ボクシングの世界スーパーバンタム級4団体統一王者・井上尚弥(32=大橋)が12月にWBC同級1位アラン・ピカソと対戦する計画が浮上する中、現役王者が今後の展開を占った。

 ピカソは井上戦の〝前哨戦〟として、7月19日にWBC世界フェザー級23位・亀田京之介(26=TMK)と米ラスベガスで対戦。日本フェザー級王者でWBA世界同級9位の阿部麗也(KG大和)は、YouTubeの「ボクサートリオch」でこの試合について取り上げた。
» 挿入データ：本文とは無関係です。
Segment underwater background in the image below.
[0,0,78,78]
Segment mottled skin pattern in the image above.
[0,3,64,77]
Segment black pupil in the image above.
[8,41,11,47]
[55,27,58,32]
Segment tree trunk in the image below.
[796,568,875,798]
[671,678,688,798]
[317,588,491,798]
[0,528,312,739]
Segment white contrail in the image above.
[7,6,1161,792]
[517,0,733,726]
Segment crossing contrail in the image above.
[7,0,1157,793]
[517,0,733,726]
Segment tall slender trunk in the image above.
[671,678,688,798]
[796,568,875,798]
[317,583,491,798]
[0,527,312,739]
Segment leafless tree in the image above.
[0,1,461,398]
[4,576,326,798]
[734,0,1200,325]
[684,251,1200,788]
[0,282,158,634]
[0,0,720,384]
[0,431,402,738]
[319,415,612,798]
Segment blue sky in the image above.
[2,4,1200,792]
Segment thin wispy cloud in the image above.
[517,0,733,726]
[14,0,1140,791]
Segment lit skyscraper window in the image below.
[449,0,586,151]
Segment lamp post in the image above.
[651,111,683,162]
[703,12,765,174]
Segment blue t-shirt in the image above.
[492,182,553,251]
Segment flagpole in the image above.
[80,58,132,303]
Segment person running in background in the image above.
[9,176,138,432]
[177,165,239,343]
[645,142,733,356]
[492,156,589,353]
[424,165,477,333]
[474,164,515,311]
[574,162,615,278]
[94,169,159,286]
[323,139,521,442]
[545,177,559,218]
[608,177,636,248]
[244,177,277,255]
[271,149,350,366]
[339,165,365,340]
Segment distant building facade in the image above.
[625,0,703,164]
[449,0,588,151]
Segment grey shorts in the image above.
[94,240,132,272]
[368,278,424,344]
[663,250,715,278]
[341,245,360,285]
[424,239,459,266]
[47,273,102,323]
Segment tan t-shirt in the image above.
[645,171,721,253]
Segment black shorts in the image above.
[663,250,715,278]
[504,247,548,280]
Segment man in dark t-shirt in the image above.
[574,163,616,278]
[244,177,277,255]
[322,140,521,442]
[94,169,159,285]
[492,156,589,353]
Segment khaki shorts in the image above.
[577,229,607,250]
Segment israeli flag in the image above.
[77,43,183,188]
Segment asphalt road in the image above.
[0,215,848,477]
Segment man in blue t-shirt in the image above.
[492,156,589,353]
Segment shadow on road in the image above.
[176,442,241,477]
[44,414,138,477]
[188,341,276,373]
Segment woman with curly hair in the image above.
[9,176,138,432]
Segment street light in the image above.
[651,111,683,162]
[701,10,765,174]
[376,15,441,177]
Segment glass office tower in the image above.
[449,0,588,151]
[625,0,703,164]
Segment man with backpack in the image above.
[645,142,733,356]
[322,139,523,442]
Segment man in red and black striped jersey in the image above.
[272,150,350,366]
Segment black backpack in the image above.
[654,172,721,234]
 阿部はピカソと京之介の一戦について「レベルでいうとピカソの方が一つ上だと思うんですけど、何と言っても京之介選手はガッツがある。そういう意味では、ピカソがどういう気持ちでこの試合に臨むか。(勝負の行方は)分からない部分もあるなと思う」と接戦を予想した。

 京之介は、今年2月にルイス・ネリ(メキシコ)と敵地で対戦してTKO負け。一方で、試合前の挑発行為や乱闘騒動でも注目を集めた。阿部は「前回のネリ戦を見ていてもそうだけど、完全な相手のホームに乗り込んで行ったわけだけど。もう試合前のフェースオフから『来いよ、来いよ』みたいなバチバチでやって〝京之介節〟を出していた。あのへんは、いいっすよね」と京之介の行動に理解を示す。

 その上で「これでもしピカソが負けたりなんかしたら、12月に井上チャンプとやる話が崩れて、京之介選手が急浮上しちゃう」「何があるか分からないのがボクシング。ピカソがあんまり先を見て、足をすくわれてね」と指摘した。